Table of Contents

MD5 and shorter hashing techniques

I had the need for creating a link in an e-mail which should have had an unique identifier appended to it.

I did not want to use a numeric ID as it would have been to easy to “play” with and thus possibly creating information leakage further down the line.

I rather wanted to create a random looking string which isn't easy to tamper with while still being “roomy” enough for millions of valid hashes with even vaster empty space between - collision resistance is the key here. One other objective is it being not too lengthy, maybe even feasible to type in if there is no link handler registered in the e-mail application.

What I was looking for is something similiar to Youtube's video ID, e.g. https://www.youtube.com/watch?v=WhoPPnDiY5c

MD5 rebase

One approach is to create a unique ID and get the MD5 value, then rebasing from hexadecimal base16 to base64.
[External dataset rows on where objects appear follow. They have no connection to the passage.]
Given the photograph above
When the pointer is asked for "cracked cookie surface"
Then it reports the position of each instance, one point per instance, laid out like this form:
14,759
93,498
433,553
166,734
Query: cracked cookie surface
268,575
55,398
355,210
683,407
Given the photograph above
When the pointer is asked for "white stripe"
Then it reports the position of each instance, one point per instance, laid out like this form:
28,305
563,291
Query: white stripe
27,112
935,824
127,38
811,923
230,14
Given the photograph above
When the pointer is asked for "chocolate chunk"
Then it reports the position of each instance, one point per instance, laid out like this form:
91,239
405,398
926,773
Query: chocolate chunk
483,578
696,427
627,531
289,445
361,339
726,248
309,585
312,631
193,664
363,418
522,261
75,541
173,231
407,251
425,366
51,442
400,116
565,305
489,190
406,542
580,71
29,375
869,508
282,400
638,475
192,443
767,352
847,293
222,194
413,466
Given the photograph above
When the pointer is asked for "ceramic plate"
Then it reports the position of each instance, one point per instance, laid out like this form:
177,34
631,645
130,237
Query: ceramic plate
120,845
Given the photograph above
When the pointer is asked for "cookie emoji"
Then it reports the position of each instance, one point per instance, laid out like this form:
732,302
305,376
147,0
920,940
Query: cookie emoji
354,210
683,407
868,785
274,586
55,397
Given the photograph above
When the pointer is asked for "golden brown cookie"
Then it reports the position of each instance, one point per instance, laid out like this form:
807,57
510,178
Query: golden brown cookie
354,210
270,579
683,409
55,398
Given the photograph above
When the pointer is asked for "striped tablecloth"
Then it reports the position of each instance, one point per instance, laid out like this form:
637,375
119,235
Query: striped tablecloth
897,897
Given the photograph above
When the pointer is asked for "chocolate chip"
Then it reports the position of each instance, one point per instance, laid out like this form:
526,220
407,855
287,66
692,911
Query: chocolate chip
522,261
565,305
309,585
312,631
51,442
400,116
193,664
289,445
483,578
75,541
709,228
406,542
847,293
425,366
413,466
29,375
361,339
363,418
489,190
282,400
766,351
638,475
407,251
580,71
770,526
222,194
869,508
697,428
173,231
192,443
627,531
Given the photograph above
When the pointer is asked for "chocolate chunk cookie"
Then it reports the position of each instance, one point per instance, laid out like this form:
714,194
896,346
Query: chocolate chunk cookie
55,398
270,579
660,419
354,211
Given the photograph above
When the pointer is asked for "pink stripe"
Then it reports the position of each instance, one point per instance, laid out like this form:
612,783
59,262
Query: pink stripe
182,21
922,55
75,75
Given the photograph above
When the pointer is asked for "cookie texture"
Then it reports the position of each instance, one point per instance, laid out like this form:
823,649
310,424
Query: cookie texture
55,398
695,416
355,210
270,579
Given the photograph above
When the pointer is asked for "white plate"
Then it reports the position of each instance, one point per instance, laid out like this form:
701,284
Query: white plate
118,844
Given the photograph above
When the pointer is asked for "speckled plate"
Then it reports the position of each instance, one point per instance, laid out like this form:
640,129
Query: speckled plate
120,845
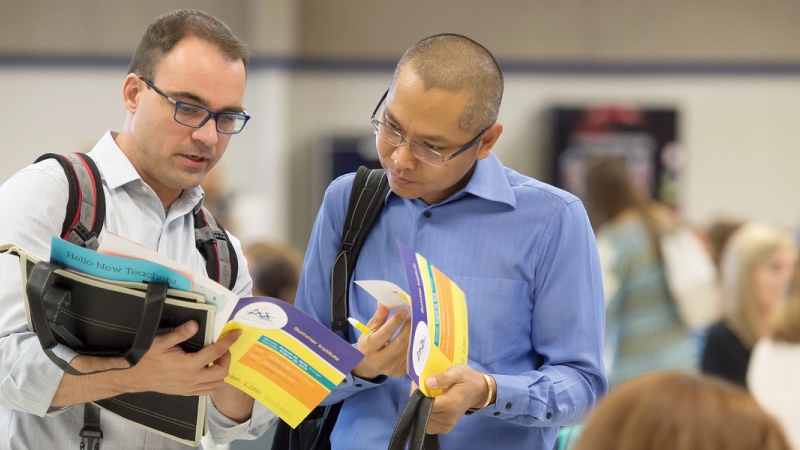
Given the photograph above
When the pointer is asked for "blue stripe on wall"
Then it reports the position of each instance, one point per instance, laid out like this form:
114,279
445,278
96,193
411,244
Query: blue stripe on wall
575,68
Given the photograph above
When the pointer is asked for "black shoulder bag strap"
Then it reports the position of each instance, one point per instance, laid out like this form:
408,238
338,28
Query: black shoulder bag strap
213,243
370,187
83,222
366,200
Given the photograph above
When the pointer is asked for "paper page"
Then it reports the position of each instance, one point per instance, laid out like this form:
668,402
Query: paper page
285,359
388,294
214,292
439,328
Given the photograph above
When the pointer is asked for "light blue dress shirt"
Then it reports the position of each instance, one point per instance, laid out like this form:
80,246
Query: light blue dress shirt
33,203
525,255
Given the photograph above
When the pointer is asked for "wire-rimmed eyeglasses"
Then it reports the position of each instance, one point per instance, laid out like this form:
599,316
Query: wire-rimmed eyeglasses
420,151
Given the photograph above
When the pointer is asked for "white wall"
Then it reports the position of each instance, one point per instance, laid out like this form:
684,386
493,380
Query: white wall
740,132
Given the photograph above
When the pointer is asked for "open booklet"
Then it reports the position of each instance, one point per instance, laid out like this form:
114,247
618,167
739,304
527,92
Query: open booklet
284,358
439,333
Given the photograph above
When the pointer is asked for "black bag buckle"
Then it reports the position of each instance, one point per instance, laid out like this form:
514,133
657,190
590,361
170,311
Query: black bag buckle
90,438
84,233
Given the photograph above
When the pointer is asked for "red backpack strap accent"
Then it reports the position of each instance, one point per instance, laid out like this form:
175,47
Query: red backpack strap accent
86,204
214,244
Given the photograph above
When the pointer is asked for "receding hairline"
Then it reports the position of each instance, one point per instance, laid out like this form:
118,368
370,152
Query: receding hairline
456,63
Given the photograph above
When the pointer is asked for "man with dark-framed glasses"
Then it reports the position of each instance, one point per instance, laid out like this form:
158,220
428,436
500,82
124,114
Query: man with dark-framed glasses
522,251
183,95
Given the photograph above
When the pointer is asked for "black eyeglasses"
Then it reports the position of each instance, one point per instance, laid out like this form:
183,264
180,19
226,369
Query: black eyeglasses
420,151
194,116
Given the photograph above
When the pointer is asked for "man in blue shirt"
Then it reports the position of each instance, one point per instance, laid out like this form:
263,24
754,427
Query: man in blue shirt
522,251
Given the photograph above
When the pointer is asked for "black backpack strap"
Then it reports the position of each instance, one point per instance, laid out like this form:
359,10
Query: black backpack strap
366,200
86,205
214,244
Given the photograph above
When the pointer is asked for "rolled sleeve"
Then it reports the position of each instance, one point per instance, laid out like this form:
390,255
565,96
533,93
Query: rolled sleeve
224,430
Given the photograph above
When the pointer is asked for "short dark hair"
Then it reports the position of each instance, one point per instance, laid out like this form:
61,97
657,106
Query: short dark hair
170,28
456,63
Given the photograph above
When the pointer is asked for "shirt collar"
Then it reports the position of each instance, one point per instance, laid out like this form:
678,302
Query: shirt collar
489,181
118,171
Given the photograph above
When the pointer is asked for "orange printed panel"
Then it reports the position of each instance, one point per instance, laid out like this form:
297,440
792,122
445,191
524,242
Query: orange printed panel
275,367
446,328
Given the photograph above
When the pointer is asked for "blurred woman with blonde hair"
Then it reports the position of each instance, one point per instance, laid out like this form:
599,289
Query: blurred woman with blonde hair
772,375
757,266
680,411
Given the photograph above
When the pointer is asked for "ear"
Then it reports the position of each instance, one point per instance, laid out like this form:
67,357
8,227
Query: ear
488,140
131,89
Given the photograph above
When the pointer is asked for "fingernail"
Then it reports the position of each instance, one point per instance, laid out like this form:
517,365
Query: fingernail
431,383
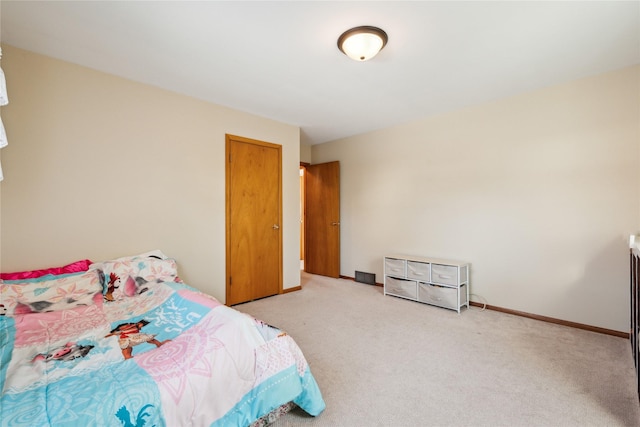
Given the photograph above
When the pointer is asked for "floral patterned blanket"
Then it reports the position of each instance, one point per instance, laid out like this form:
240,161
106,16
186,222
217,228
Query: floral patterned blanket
111,348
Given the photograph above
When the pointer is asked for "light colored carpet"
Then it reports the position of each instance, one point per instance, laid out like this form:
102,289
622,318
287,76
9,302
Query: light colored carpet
386,361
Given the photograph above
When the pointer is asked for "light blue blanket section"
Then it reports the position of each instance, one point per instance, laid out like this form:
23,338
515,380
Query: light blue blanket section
286,386
121,394
7,338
In PHP, that's rather easy to do, all one has to do is use pack and base64_encode. In this example, the unique ID is created concatenating a numeric ID and a passphrase.

echo md5('123456secret');
992f3c4e7ec9a0e96173284c816612bd

To rebase the MD5 sum from hexadecimal base16 to base64 and making it shorter and less looking like MD5 -

echo base64_encode(pack('H*', md5('123456secret')));
mS88Tn7JoOlhcyhMgWYSvQ==

To convert the hash back to the original hexadecimal expression, use

print_r(unpack('H*', base64_decode('mS88Tn7JoOlhcyhMgWYSvQ==')));
Array
(
    [1] => 992f3c4e7ec9a0e96173284c816612bd
)

ID encryption

An alternative might be the encryption of a numeric ID and rebasing this to anything from base16 to base64. An example might follow.

UPDATE (2018-04-06)

After revisiting this article, I found a very detailed post about Youtube Video IDs here: https://webapps.stackexchange.com/questions/54443/format-for-id-of-youtube-video

UPDATE (2019-02-10)

Tom wrote:

[…] After scouring the web and stack overflow it was by far the simplest solution I could find. One thing I might suggest is working from the raw md5 output (rather than re-packing it) and remove undesirable characters. For example, here is the function I came up with for my needs:

function tinymd5($str, $length) { // convert md5 to ~base(64 - count($remove)) and truncate to $length
    // remove vowels to prevent undesirable words and similarly + / which may be problematic
    $remove = array('a', 'e', 'i', 'o', 'u', 'A', 'E', 'I', 'O', 'U', '+', '/');
    return str_pad(substr(str_replace($remove, '', base64_encode(md5($str, TRUE))), 0, $length), $length, '=');
}